Launch Week: A Final Word

Five days. Five major releases. One mission: Make AI Agents Production-Ready.

We started with the insight that context pollution is the biggest bottleneck in agentic workflows. We gave you Tool Groups to scope your context.

Then we realized even groups aren’t precise enough. We shipped Custom Tools for surgical precision.

Next, we tackled the output side: token-bloated responses. We integrated markdown stripping via Strip-Markdown and intelligent payload cleaning with Parsed Light.

After that, we brought Bright Data to the platforms enterprises actually use: Google ADK, IBM watsonx, Databricks, and Snowflake.

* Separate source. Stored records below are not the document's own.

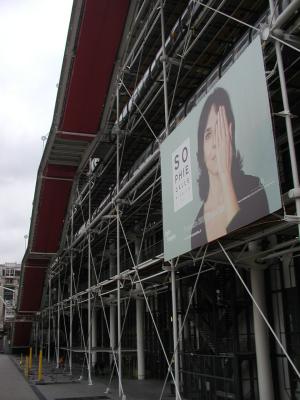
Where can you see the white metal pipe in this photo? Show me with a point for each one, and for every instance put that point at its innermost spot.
(173, 279)
(263, 360)
(58, 323)
(288, 121)
(89, 285)
(71, 295)
(94, 335)
(140, 316)
(118, 247)
(287, 13)
(49, 317)
(262, 346)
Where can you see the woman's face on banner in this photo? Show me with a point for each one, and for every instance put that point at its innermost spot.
(209, 145)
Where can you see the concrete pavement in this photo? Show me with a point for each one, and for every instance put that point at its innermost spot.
(13, 385)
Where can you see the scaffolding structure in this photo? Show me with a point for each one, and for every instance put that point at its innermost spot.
(219, 321)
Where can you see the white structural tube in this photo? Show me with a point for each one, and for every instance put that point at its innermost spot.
(94, 336)
(140, 316)
(264, 370)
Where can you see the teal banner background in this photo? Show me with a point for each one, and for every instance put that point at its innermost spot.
(246, 85)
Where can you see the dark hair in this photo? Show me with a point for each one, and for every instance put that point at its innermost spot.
(219, 97)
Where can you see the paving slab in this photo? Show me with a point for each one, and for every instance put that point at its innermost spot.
(58, 384)
(13, 385)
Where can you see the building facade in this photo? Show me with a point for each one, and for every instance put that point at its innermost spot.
(218, 321)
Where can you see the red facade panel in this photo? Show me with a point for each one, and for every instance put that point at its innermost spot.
(22, 334)
(32, 290)
(53, 202)
(99, 39)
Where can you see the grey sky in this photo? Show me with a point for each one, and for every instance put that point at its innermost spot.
(32, 42)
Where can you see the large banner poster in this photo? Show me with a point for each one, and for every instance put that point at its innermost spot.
(218, 167)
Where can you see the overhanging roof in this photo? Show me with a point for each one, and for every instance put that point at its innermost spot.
(94, 38)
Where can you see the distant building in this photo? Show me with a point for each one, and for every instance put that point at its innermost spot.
(9, 286)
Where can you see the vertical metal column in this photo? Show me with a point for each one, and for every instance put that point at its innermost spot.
(36, 337)
(264, 370)
(94, 335)
(112, 307)
(89, 284)
(49, 316)
(140, 316)
(58, 322)
(71, 295)
(42, 332)
(288, 122)
(173, 281)
(118, 246)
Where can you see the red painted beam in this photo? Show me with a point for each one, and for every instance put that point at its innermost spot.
(99, 38)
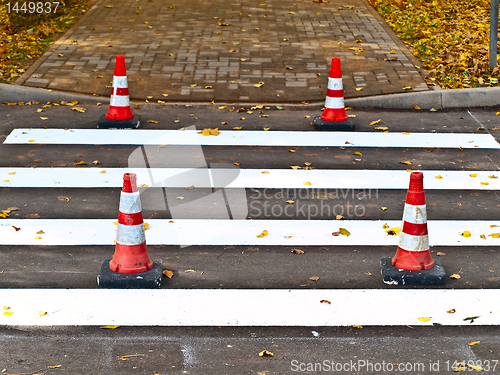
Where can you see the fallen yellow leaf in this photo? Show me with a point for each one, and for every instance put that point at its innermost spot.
(393, 231)
(266, 353)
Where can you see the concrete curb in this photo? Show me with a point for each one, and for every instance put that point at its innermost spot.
(442, 99)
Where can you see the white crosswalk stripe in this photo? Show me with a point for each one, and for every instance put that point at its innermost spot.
(225, 307)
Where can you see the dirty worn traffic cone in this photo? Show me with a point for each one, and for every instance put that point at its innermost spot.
(119, 114)
(413, 263)
(334, 116)
(131, 266)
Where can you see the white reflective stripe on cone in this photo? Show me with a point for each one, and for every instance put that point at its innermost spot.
(120, 82)
(409, 242)
(335, 83)
(130, 203)
(119, 101)
(415, 214)
(130, 235)
(334, 103)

And today, we closed the loop with evaluations and observability. Because you can’t improve what you can’t measure.

This is the full stack for production AI agents:

Tool Groups → Reduce context pollution
Custom Tools → Maximize precision
Token Optimization → Minimize costs
Enterprise Integrations → Deploy anywhere
Evals + Observability → Maintain quality

Thank You

To everyone who followed along this week: thank you.

To the developers building the next generation of AI agents: we can’t wait to see what you build.

To the enterprises deploying AI at scale: we’re here to make it reliable.

And to the open-source community that made MCP possible: this is just the beginning.

Let’s build the future of AI together.